Pagine e pagine dedicate alla furbizia, la strafottenza, la fortuna di Mourinho, l’allenatore di calcio più pagato al mondo. Che ha portato alla finale di Champions l’Inter, la squadra di calcio più pagata al mondo, e più indebitata in Italia. E ha ribattuto con disprezzo, verso Milano e verso il calcio italiano, alle paginate adulatorie. Fra le tante furbate di questo Specialone una senz’altro è apprezzabile: ha capito che a Milano bisogna dirsi migliore di tutti. Milano è città femmina, si sarebbe detto una volta, ha bisogno di farsi ingravidare.

Il catalogo di Manzoni è certo impressionante: mafia, stupro, aborto, anche in convento, gli sciacalli nella peste, la corruzione della giustizia e della religione, morte, puzza, idiozia. Non c’è altro romanzo, gotico, nero, che accumuli così tanta turpitudine. Tanto più per un’anima pia, che si assolve nella Provvidenza, e proprio perché si assolve. Pretendendo che Dio lo ascolti e lo aiuti.
In un luogo non evocativo (“Otranto”, “Saragozza”...) ma reale, storico, normale, Milano e dintorni.

È solo “milanese” nel trionfo. Anzi “milanese di madre bresciana”. Non si dice di Francesca Schiavone, trionfatrice al Roland Garros, “di origini meridionali”, come sempre nelle cronache (nere). Anche se non solo il padre è emigrato da Avellino, anche la madre bresciana ha origini meridionali. Il che è ottima cosa, la mancata sottolineatura. Se non che, nel caso, si segnala come un’omissione voluta, del tipo “giù le mani dai nostri successi”. O un nuovo tipo di anagrafe, in una col regionalismo? La madre certo è dirimente, in tutte le teorie razziste – anche se, nel caso, si ritorna alla domanda che perseguitava gli ebrei che cambiavano nome e religione: “Sì, ma prima?”

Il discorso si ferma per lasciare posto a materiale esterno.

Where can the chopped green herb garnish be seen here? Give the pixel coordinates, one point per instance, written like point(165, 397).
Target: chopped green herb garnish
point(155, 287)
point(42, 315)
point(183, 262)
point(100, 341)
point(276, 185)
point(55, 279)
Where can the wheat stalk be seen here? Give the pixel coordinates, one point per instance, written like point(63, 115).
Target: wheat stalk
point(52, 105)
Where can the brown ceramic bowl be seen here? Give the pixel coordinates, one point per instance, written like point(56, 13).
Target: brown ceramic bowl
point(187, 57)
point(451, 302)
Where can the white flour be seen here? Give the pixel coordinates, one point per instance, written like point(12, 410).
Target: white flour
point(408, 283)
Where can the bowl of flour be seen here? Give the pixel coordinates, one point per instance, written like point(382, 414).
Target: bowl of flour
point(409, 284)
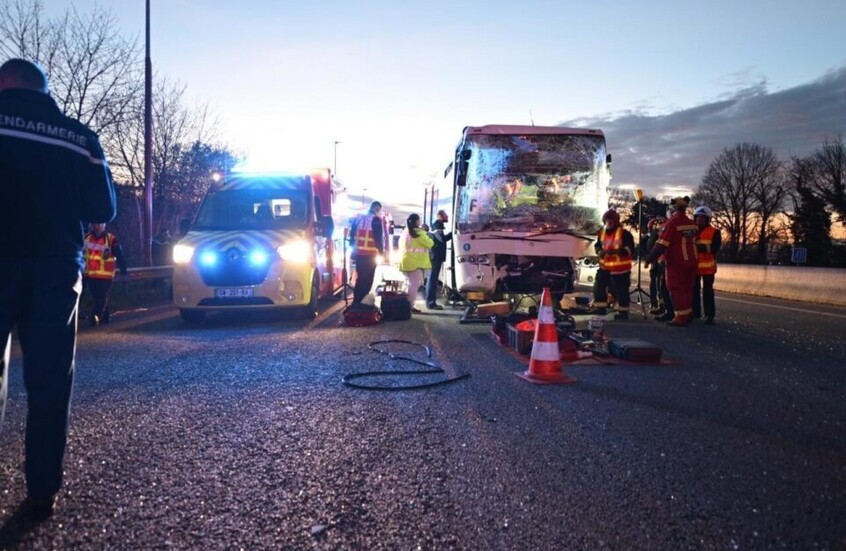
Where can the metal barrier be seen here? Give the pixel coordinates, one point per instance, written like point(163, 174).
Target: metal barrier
point(149, 272)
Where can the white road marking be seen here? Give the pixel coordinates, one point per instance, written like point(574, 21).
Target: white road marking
point(803, 310)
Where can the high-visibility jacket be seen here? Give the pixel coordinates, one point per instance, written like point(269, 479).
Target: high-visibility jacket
point(100, 258)
point(620, 261)
point(706, 263)
point(415, 251)
point(364, 239)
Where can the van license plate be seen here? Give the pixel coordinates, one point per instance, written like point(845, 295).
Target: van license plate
point(238, 292)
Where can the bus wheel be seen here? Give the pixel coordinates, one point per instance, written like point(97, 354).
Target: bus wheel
point(310, 310)
point(192, 316)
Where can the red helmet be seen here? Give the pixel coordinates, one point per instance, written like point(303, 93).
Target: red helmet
point(611, 214)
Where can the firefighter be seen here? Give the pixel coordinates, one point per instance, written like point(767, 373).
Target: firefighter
point(677, 243)
point(708, 242)
point(615, 248)
point(368, 243)
point(52, 183)
point(656, 271)
point(437, 255)
point(103, 254)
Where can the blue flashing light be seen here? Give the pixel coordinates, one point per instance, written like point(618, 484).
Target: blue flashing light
point(208, 258)
point(258, 257)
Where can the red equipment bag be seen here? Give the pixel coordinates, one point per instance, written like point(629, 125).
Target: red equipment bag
point(359, 315)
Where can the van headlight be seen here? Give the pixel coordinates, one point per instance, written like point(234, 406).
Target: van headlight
point(296, 251)
point(182, 254)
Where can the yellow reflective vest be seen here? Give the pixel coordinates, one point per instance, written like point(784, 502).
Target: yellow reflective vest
point(415, 251)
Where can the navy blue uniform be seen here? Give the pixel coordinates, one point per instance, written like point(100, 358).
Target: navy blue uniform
point(53, 180)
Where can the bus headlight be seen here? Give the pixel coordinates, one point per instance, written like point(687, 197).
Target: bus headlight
point(296, 251)
point(182, 254)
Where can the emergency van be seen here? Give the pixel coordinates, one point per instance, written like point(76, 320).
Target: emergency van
point(261, 241)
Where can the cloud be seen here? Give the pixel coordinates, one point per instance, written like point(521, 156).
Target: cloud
point(668, 152)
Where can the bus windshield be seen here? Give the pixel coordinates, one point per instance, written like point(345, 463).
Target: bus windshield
point(253, 209)
point(546, 183)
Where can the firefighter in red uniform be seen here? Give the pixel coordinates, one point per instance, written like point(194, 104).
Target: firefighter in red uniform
point(102, 255)
point(615, 248)
point(708, 243)
point(678, 245)
point(367, 240)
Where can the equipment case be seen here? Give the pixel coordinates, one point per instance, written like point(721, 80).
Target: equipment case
point(634, 350)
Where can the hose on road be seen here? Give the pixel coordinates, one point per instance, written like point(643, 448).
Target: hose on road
point(433, 369)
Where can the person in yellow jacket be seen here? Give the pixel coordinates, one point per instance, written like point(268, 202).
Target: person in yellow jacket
point(414, 260)
point(103, 255)
point(708, 242)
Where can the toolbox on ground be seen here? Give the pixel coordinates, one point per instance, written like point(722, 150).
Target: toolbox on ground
point(359, 315)
point(519, 338)
point(634, 350)
point(395, 306)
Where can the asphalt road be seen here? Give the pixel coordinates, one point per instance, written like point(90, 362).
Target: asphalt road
point(238, 434)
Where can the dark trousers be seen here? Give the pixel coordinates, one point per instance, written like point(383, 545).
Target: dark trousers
point(619, 285)
point(656, 273)
point(99, 289)
point(705, 298)
point(41, 298)
point(666, 300)
point(432, 283)
point(365, 271)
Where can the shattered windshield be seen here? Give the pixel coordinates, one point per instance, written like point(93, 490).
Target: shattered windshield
point(543, 183)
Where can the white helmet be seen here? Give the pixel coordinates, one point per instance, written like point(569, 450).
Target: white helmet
point(702, 211)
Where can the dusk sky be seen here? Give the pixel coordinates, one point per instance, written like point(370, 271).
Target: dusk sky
point(670, 83)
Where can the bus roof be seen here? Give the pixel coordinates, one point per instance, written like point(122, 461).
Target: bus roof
point(517, 130)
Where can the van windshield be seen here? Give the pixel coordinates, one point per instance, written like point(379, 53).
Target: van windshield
point(254, 209)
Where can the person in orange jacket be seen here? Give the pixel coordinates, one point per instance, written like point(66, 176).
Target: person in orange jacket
point(615, 247)
point(708, 242)
point(678, 245)
point(103, 254)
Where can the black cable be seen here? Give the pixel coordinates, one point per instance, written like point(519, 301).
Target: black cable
point(347, 379)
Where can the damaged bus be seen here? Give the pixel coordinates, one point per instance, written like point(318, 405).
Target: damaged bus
point(525, 203)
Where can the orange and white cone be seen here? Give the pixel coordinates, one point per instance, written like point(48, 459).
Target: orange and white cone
point(545, 361)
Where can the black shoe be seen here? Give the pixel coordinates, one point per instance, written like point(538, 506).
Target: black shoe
point(39, 509)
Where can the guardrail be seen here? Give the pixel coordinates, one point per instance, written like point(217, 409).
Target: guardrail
point(149, 272)
point(818, 285)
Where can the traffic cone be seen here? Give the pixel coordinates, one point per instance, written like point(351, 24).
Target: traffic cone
point(545, 361)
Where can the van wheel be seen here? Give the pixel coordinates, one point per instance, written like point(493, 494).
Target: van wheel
point(192, 316)
point(311, 310)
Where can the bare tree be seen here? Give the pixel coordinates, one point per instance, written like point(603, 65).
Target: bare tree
point(829, 179)
point(728, 187)
point(183, 155)
point(94, 72)
point(810, 221)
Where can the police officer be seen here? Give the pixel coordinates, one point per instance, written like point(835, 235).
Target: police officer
point(708, 242)
point(437, 255)
point(103, 254)
point(615, 248)
point(367, 241)
point(53, 178)
point(677, 244)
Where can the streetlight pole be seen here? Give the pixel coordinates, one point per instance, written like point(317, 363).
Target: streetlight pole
point(335, 165)
point(148, 147)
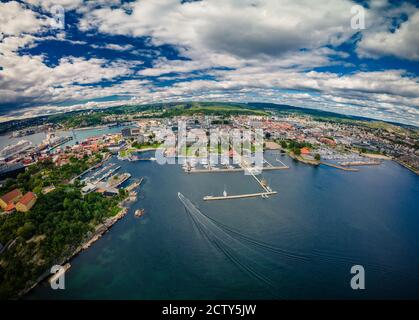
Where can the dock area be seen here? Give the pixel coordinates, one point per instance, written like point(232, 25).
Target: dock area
point(220, 170)
point(338, 166)
point(134, 185)
point(360, 163)
point(240, 196)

La “milanese di madre bresciana” è del “Corriere della sera”, o della “Gazzetta dello Sport”. Ma non è un omaggio al patron dei due giornali, Giovani Bazoli, il primo dei bresciani. È la cancellazione del padre. La conquista di Parigi non è il trionfo personale di Francesca Schiavone. O di una latina, per la prima volta, in uno sport da (ex) grandi potenze. O del tennis italiano. No, sarà stata una vittoria della Lega. Cioè, diciamoci la verità, di una certa Milano, quella che ci malgoverna da vent’anni. Lei ha dovuto far tappa, nella difficile carriera, in molti altri posti, anche in Sicilia, e non si stanca di dirsi italiana, e ringraziare l’Italia e dedicare il suo trofeo all’Italia. Ma è, ogni due righe, un’atleta “milanese”.